Precisely-controlled, a few layers of iron titanate inverse opal structure for enhanced photoelectrochemical water splitting

Iron titanate (Fe2TiO5) is a promising photoanode material due to a narrow band gap, appropriate band edges, robustness and abundance. However, its performance is limited because of its low conductivity and short hole diffusion length. Precisely controlled, a few Fe2TiO5 layers of inverse opal structure (IOS) is fabricated via a layer-by-layer self-assembly and then treated by hybrid microwave annealing to produce a highly crystalline, yet IOS morphology-preserved Fe2TiO5 photoanode film for solar water splitting.

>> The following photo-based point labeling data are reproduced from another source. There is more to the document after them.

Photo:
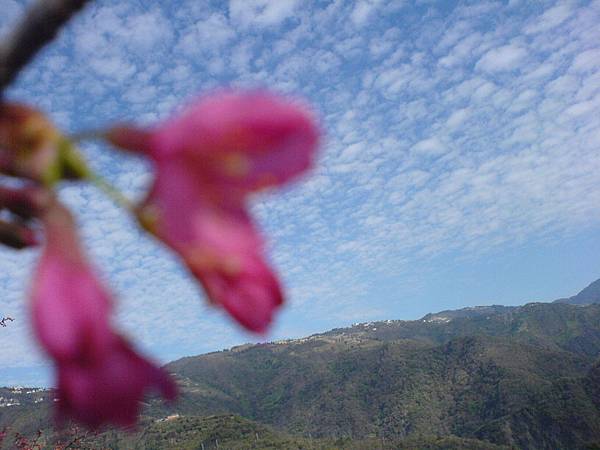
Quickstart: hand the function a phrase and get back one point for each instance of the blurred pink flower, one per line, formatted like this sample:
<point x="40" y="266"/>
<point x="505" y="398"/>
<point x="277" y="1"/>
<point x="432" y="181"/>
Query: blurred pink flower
<point x="101" y="379"/>
<point x="207" y="160"/>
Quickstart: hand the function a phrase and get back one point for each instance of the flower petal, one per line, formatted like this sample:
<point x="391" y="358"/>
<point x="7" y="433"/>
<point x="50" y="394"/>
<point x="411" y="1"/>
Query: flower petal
<point x="69" y="305"/>
<point x="110" y="392"/>
<point x="217" y="240"/>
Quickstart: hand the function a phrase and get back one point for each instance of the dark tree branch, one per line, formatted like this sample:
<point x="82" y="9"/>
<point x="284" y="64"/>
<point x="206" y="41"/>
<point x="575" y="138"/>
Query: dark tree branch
<point x="38" y="27"/>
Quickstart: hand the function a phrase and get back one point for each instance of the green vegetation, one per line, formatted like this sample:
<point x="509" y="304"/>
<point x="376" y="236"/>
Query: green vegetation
<point x="477" y="378"/>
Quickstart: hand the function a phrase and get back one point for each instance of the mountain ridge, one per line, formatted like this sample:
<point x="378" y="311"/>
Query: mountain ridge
<point x="508" y="376"/>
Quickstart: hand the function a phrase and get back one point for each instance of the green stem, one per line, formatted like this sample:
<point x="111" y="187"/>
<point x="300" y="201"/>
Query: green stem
<point x="113" y="193"/>
<point x="87" y="135"/>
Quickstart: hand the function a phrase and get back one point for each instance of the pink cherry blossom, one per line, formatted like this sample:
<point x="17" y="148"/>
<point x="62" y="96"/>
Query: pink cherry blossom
<point x="101" y="379"/>
<point x="207" y="160"/>
<point x="110" y="390"/>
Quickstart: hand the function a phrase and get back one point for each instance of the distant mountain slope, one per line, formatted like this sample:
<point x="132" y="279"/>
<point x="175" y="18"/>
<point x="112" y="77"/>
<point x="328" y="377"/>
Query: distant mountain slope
<point x="589" y="295"/>
<point x="524" y="376"/>
<point x="513" y="377"/>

The highly transparent Fe2TiO5 IOS film shows a greatly enhanced visible light harvesting, higher density of catalytically more active crystal planes, and many single crystalline nanoplates grown on the IOS architecture, relative to a reference planar film prepared under similar conditions. As a result, the optimized 'exactly' three Fe2TiO5 layers IOS electrode with a sacrificial gallium oxide underlayer and a ternary (Ni2CoFe)OOH co-catalyst records 2.08 mA cm−2 at 1.23 VRHE under 1 sun (100 mW cm−2) irradiation, which is the highest photocurrent density produced by Fe2TiO5 photoanode up to date.